B.D : Oui, le rap et le stand-up ont été créés pour dénoncer. Dans le stand-up, il y a toute une notion de musicalité qu’il n’y a pas forcément dans le théâtre ou des choses comme ça. Le stand-up est un art très beau, mais il est trop souvent rabaissé au fait que ce sont des mecs de cité qui n’ont jamais fait d’études et qui racontent leur vie en essayant de faire rigoler les gens. Si on étudie les textes de ceux qui font du stand-up, je suis sûr qu’on trouverait des choses magnifiques.

LBB : Avec toutes ces affaires de plagiat, notamment Gad Elmaleh, est-ce toujours possible d’être original aujourd’hui ?

B.D : Gad Elmaleh est une personne qui m’a beaucoup inspiré au début. Ça m’énerve vraiment d’apprendre que ce qui m’a fait le plus rire, il l’a pompé sur un autre, mais ce qui m’énerve le plus, c’est sa mauvaise foi. Mais le plagiat a toujours existé, sinon on n’aurait jamais inventé la propriété intellectuelle. C’est dommage qu’on en arrive à ce que l’art soit sujet à autre chose qu’à l’innovation.
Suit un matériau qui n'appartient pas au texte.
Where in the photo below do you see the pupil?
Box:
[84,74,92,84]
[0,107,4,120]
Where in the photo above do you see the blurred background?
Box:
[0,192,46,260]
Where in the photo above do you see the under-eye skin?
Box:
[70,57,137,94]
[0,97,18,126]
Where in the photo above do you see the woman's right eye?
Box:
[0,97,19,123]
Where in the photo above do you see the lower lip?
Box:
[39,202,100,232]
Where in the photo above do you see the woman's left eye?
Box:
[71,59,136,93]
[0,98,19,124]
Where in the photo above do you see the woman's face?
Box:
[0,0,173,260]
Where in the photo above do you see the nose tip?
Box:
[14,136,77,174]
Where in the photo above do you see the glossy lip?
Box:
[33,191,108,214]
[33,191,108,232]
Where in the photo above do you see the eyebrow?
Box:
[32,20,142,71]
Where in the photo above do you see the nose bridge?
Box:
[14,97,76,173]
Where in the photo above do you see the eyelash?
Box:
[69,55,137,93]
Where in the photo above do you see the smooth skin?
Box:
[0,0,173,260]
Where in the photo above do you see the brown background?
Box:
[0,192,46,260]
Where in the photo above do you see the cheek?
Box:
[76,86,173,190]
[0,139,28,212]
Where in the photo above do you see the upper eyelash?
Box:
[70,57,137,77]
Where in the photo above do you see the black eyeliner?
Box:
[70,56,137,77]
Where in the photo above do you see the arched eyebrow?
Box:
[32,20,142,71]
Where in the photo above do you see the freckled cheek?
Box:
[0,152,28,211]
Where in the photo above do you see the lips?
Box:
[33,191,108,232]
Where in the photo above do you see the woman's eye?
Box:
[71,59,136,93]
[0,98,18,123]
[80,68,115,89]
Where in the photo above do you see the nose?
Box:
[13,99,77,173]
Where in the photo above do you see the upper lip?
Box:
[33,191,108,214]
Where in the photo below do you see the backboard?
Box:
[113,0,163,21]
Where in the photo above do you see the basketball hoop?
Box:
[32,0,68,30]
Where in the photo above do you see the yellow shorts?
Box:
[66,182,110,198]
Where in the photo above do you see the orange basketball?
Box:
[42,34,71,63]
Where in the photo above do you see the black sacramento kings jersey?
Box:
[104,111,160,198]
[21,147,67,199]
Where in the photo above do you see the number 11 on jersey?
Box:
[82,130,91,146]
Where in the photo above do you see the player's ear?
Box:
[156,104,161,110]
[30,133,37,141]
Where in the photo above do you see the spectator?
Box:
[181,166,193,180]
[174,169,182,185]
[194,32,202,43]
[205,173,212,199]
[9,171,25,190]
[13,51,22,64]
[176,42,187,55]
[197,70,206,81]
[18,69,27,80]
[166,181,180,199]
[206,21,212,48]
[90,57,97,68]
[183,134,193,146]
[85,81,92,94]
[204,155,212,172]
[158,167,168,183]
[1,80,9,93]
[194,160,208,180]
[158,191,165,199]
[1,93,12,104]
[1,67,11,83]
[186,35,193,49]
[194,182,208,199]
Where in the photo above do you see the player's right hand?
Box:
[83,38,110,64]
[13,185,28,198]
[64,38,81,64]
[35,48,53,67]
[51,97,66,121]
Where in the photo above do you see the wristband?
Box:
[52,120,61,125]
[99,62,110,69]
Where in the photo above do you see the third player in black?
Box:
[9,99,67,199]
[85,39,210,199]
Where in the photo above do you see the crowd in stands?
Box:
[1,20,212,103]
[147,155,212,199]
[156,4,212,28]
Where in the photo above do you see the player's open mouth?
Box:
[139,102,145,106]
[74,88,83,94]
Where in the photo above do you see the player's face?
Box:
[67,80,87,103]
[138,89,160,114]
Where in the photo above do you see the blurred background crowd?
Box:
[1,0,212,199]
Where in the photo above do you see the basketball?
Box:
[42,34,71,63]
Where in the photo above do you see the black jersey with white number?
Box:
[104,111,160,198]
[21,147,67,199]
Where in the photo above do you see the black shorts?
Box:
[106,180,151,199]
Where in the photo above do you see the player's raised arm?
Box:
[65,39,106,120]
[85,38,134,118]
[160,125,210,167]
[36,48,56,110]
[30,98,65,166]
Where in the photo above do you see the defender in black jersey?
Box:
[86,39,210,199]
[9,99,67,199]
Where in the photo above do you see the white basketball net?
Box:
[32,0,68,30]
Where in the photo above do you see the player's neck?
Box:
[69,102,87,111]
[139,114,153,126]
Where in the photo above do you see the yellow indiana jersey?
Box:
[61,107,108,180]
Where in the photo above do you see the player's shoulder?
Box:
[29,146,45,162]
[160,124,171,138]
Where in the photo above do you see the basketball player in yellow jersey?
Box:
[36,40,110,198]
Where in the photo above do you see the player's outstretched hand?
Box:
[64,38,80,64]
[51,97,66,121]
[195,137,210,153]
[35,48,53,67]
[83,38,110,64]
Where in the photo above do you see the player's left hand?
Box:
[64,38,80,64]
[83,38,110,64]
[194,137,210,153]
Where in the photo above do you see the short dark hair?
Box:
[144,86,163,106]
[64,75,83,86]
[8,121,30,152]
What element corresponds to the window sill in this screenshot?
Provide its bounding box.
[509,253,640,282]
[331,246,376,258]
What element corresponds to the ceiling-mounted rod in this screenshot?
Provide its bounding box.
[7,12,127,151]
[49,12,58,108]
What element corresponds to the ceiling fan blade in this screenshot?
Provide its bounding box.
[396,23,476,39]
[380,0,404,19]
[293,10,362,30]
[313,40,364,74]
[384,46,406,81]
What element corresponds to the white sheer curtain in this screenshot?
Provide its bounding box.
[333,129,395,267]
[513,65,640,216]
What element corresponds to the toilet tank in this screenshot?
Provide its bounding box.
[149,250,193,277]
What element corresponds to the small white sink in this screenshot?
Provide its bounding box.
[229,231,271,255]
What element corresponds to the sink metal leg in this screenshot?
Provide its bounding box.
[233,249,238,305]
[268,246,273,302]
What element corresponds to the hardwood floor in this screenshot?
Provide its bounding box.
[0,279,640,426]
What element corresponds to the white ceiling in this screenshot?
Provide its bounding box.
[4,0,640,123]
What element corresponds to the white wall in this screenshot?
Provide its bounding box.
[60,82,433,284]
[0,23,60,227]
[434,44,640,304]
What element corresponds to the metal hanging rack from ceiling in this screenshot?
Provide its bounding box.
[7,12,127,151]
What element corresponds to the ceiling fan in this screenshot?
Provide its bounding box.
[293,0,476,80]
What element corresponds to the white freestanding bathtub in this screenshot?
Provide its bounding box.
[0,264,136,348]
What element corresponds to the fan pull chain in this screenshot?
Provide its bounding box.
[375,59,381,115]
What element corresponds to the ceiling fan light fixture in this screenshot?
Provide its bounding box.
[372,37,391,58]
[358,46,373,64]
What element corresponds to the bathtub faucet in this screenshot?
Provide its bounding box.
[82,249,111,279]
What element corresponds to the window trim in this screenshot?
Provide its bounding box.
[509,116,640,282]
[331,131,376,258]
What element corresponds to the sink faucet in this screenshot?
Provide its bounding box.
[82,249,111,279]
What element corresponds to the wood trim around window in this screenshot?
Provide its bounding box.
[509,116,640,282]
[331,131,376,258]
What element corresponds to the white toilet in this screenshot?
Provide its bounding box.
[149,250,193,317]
Il faut que j’écrive quelque chose qui se démarque de ce que j’ai fait, mais je me dis rarement qu’il faut que je sois original.

LBB : Et donc, à l’opposé du plagiat, vous êtes-vous déjà censuré pour votre spectacle ?

B.D : Oui, je me suis déjà censuré, mais je ne crois pas en la censure. Je pense que si on se censure, c’est par peur de ne pas l’assumer. Mais je m’en fiche de ce que pensent les gens de moi, je fais ce que j’ai envie de faire et je me fie très peu au regard des autres. Si je me suis censuré, c’est justement parce que j’avais peur de ne pas assumer ma blague. C’est comme pour mon métissage : si je fais une blague sur les noirs, ça sera drôle, mais si je fais une blague sur les blancs, ça sera du racisme.

LBB : Est-ce qu’aujourd’hui, vous pensez qu’il y a besoin des réseaux sociaux pour réussir ?

B.D : Le plus dur aujourd’hui, c’est de se former un réseau. Et se faire un réseau uniquement via le spectacle vivant, c’est presque impossible. Il faut aller voir les gens dans la rue et leur donner des tracts. Maintenant, grâce aux réseaux sociaux, il n’y a même plus besoin que les gens viennent aux spectacles. Après, sur tous mes abonnés Instagram, il y en a à peine 30 qui sont venus me voir en spectacle. Mais ce qui est dommage c’est que les programmateurs ne regardent plus le talent, mais le réseau que l’on peut ramener. J’ai peur que l’on s’intéresse de moins en moins au talent et de plus en plus à l’argent que l’on peut ramener.

LBB : Les réseaux sociaux sont donc à double tranchant ?

B.D : Je pense. Ce qu’on aime, nous les êtres humains, c’est le contact social. On est fait pour vivre avec les autres et, de plus en plus, les écrans remplacent les humains. Entre la télévision qui devient le centre du foyer et les réseaux sociaux, il y a une dématérialisation du contact humain et je trouve ça horrible, ça me dégoûte. On me dit que je suis de la génération Internet, mais je n’ai aucune envie d’être assimilé à ça. On a besoin du contact humain et il n’y a rien de mieux que de pouvoir assister à un spectacle en réel.

LBB : Vous avez des projets futurs en tête ?

B.D : Je n’arrive pas à voir sur le long terme et je suis incapable de dire ce que je ferai l’année prochaine. À côté des spectacles, je fais beaucoup de choses et je fais partie d’une association qui s’appelle « Donner des ailes » . Elle est formidable et aide les plus démunis, distribue des repas chauds, des vêtements et organise des voyages alimentaires, comme en Algérie cet été.